Director Martin Provost and set designer Jérémie Duchier create the biopic about a world, that of the Nabis artists and France at the end of the 19th century

There is a wonderful almond tree that in a still shy spring shows all its explosive strength in an exceptional flowering. And there is a rather elderly gentleman, no longer steady on his steps, with a vest and a hat on his head, who observes him on the path that is leading him home.

Her eyes light up in front of such beauty, then he accelerates her pace to bring it to her eyes, forced to bed. She is the nature lover, and it was she who believed that that tree would find her life again once the winter was over.

She is Marthe and he is Pierre, to be precise they are Pierre and Marthe Bonnard.

Telling the life of the painter and his muse - wife, it is a film as delicate as it is intense in its almost atomic attitude to breaking down happiness into increasingly smaller elements until it reaches the essence, then turn it into its opposite, unhappiness. Sadness, melancholy, frustration.

And then again, the joy, the harmony and that tireless game that only two lovers can play, over time.

A biopic? The term is too narrow, rather it could be defined as a small anatomical treatise on the uniqueness of a love relationship.
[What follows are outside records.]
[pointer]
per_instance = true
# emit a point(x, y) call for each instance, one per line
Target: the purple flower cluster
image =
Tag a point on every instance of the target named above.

The film is directed by Martin Provost who, with the title Portrait of a Love (I Wonder Pictures), lets the mystery that is the couple speak.

Watch the trailer for Portrait of a Love Story

The almond tree episode happens in Le Cannet, a small town in the south of France, where the couple had moved when they were elderly. But it all begins much earlier, in Paris in Bonnard's atelier, where she posed for him.

It's the first time, she doesn't even know what her name is, he hired her on the street, but in an instant passion overwhelms them. The game begins and will never stop, in an unbalanced balancing act that will lead everyone to wonder who is vampirizing who.

She is the fetish, the absolute muse, for many guilty of having isolated him from the world, for others instead the victim of her husband, a brilliant predator. Both things are probably real, they are certainly two kindred souls, perfect for becoming companions in life and art.

Vincent Macaigne and Cécile De France, in the roles of Pierre and Marthe respectively, tell the story ofParis at the end of the 19th century and that group of artists who called themselves Nabis, post-impressionists friends of Degas, Renoir and Monet, and their worldly life.

Marthe hates fictions, even if she lives in the lie of a character she invented to hide her true identity, that of Maria Boursin.

And this world of sincerity and mythomania makes her allergic to the game of sociality, that constructed theater from which she escapes, taking Pierre with her into the universe of love for solitude and nature.

This is how they move to the Roulotte, a country house on the Seine, magnificently described by the set designer Jérémie Duchier (Cesar Award /strong> for the film Chocolat) which showcases its flavor, style, but above all the light, which the director of photography Guillaume Schiffman (award Cesarand an Oscar nomination for The Artist) creates a dialogue with Bonnard's paintings.

The Caravan becomes an emblem of a way of life and in Duchier's hands it becomes a precise reference of style, more or less in contrast with the elegant houses of the city's high society, until it reaches its opposite in Rome.

The Italian capital will welcome Pierre and Renèe (Stacy Martin), his young lover, to whom he has promised marriage and a bourgeois life, in a rich and sumptuous house in the center of the city. She sets it up herself, with sumptuous furniture defined by the light that filters through the half-open shutters: Rome is in the shadows. Like Pierre's heart, she will finally decide to return to Marthe, a free and independent woman, who runs naked in the grass to dive into the river, without obeying any diktat of the society of the time.

Portrait of a Love is the portrait of an era, of two artists, of a profound feeling that binds them and of freedom. At the cinema from May 16.